Laser cooling of positronium towards precision spectroscopy and quantum degenerate gases of purely leptonic atoms*

   Positronium (Ps) is an exotic atom consisting of an electron and a positron. The two-body, lepton-only nature makes Ps the simplest atom, constituting a unique system for precise tests of quantum electrodynamics [1,2]. Pursuing better precision in such tests is of great importance for establishing a solid foundation in the current search for new physics beyond the Standard Model. 

   Attaining low temperatures in Ps gases is essential not only for precision spectroscopy but also for creating quantum degenerate gases containing antimatter. While laser cooling presents a viable pathway to very low temperatures, the unique challenges posed by the small mass of Ps and its short-lived nature impede the efficacy of traditional laser cooling methods. Laser designs featuring an atypical combination of broad bandwidth and long pulse duration are imperative.

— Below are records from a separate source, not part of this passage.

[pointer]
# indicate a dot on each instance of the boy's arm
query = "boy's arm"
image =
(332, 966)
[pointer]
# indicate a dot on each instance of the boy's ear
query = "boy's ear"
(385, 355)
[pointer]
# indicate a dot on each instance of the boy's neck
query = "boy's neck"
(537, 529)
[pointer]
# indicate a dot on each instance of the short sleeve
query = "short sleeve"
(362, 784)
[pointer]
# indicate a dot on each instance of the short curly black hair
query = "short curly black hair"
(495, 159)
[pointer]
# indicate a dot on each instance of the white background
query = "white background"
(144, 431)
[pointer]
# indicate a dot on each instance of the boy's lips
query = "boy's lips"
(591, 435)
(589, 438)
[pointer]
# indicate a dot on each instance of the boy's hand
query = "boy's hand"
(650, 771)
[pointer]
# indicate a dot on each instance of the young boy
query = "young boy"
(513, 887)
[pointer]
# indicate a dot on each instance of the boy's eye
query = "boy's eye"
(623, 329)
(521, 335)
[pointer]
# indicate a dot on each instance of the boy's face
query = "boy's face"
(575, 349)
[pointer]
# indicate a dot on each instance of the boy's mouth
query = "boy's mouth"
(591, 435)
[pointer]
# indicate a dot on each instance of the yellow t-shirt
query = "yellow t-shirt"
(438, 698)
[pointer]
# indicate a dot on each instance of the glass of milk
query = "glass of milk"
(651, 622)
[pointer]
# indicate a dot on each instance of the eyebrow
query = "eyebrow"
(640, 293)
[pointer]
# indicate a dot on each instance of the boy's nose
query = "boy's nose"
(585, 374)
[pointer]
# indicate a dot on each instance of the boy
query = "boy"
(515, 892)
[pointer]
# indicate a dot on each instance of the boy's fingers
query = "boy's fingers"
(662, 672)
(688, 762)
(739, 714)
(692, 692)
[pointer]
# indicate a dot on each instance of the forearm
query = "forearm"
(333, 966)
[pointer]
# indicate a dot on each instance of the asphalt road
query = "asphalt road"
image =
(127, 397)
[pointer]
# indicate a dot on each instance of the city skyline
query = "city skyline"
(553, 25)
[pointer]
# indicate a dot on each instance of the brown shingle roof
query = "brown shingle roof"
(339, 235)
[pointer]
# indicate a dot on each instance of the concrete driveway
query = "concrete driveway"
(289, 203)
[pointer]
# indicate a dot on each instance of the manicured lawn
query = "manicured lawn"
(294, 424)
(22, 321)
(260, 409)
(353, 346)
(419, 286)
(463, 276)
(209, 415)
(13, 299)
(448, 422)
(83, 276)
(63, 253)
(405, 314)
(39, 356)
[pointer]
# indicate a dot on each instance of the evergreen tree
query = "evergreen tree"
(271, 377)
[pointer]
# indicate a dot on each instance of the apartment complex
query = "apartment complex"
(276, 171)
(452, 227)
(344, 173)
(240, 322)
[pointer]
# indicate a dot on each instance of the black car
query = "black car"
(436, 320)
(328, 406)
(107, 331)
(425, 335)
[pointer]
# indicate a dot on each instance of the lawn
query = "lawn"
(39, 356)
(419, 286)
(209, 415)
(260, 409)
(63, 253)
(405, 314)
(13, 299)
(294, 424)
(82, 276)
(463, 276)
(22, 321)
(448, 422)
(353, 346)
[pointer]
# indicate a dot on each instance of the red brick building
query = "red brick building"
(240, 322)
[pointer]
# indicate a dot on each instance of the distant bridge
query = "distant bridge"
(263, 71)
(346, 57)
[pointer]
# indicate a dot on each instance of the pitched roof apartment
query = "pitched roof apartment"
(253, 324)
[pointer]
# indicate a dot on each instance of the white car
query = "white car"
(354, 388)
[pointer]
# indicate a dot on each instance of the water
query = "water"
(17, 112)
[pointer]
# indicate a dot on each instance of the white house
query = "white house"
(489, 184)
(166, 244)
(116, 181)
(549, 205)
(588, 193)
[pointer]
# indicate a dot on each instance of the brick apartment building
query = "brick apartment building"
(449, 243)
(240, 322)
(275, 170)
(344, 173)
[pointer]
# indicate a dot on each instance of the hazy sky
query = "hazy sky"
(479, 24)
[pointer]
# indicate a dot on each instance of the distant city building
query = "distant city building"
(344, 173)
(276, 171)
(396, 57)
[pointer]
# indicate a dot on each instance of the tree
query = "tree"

   We have recently developed and implemented an innovative laser operation scheme: the ‘Chirped Pulse-Train Generator’ [3]. This novel laser emits a sequence of moderately broadband pulses, each with a rapidly shifting central frequency. By harnessing this technique, it is possible to rapidly decelerate Ps gas from its higher-velocity states to lower-velocity ones via chirp cooling. Furthermore, by meticulously tailoring the time-frequency characteristics of the cooling pulses, we can cool a Ps gas to the recoil limit [4].

   In this talk, we will present details of our laser source enabling efficient laser cooling of Ps and the characteristics of the cooling dynamics based on numerical calculations. We will also present results demonstrating one-dimensional cooling of Ps [5] and our ongoing experiments and theories regarding the extension to three-dimensional cooling. Additionally, we will discuss our plans for near-future experiments using cold Ps atoms, including absolute transition frequency measurements.

[1] S. Chu, A. P. Mills, and J. L. Hall, Phys. Rev. Lett. 52, 1689 (1984).

[2] M. S. Fee et al., Phys. Rev. Lett. 70, 1397 (1993).

[3] K. Yamada et al., Phys. Rev. Applied 16, 014009 (2021).

[4] K. Shu et al., Phys. Rev. A 109, 043520 (2024).

[5] K. Shu et al., Nature 633, 793 (2024).